Surrender! Robin Zander wearing the Dream Police suit! Rick Nielson! I had died and gone to 70s rock heaven.
I went to bed that night on another high. And the only thing that could bring it down was having to be at the airport at 6:15 the next morning.
Here’s the thing: of the many, many things I am terrible at, mornings are probably right up there with math. I am complete crap in the morning. All I wanted to do was get through security as quickly as possible and then find a nice chair near my gate to sleep in until I could board. I had a strong suspicion my plan would be thwarted as we started funneling towards security. A TSA agent was standing squarely in the middle of the lane, and every now and again he would direct someone, seemingly at random, “to the right,” which sounded rather ominous. I stuck close to Patrick, and the left side of the lane, when the TSA agent said, “Ramones! To the right!”
I was wearing a Ramones t-shirt, because of course I was.

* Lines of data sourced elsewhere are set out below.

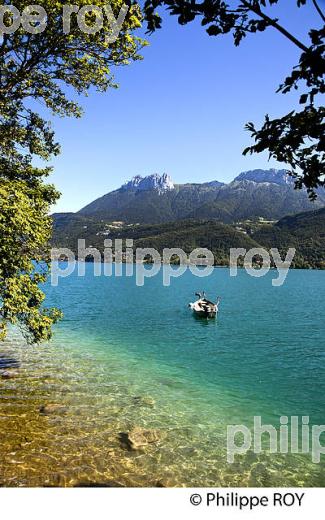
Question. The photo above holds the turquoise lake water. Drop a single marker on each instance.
(128, 356)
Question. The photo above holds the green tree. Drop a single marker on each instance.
(42, 67)
(297, 138)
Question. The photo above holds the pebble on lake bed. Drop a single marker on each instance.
(140, 437)
(8, 374)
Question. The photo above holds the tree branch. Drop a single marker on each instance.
(275, 24)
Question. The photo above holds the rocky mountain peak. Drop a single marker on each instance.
(155, 182)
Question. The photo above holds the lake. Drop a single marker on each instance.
(127, 356)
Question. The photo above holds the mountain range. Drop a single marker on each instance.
(258, 209)
(157, 199)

A brief, panicked glance at Patrick and I veered off to the right, where my palms were swabbed. I knew they were swabbing for explosives, and I knew this wasn’t normally part of security. “Clear,” the agent said, and waved me onto the next station.
I started taking a look at the other folks who had been directed “to the right.” A Descendents shirt here. A studded leather jacket there. Oooh…was that a Dictators shirt? Nice! Clearly Riot Festers, along with a smattering of bewildered looking business types and a sizable number of African Americans and Latinos. It became clear to me what was happening as we were funneled along. We’d all been profiled. We were probably going to be tested for drugs. My bad attitude and punk rock demeanor were going to result in a predawn cavity search. My mother was right after all. I was furious. Quietly, though. And then I thought to myself, “Wait! I have a platform! Dozens* of people read my blog every day! I can expose this injustice! I’ll stand up for what’s right using my freedom of speech! I should not be penalized just for looking badass and awesome, which apparently some people find threatening!”
And thus, with my head held high, I sailed into the final station of the security line. Where they told us to leave our shoes on, place liquids and electronics in our bags, and walk through the (non naked) metal detector, because we’d all been selected for expedited security.
Sooo….not badass, then.
*I am aware this is a gross exaggeration. Shut up.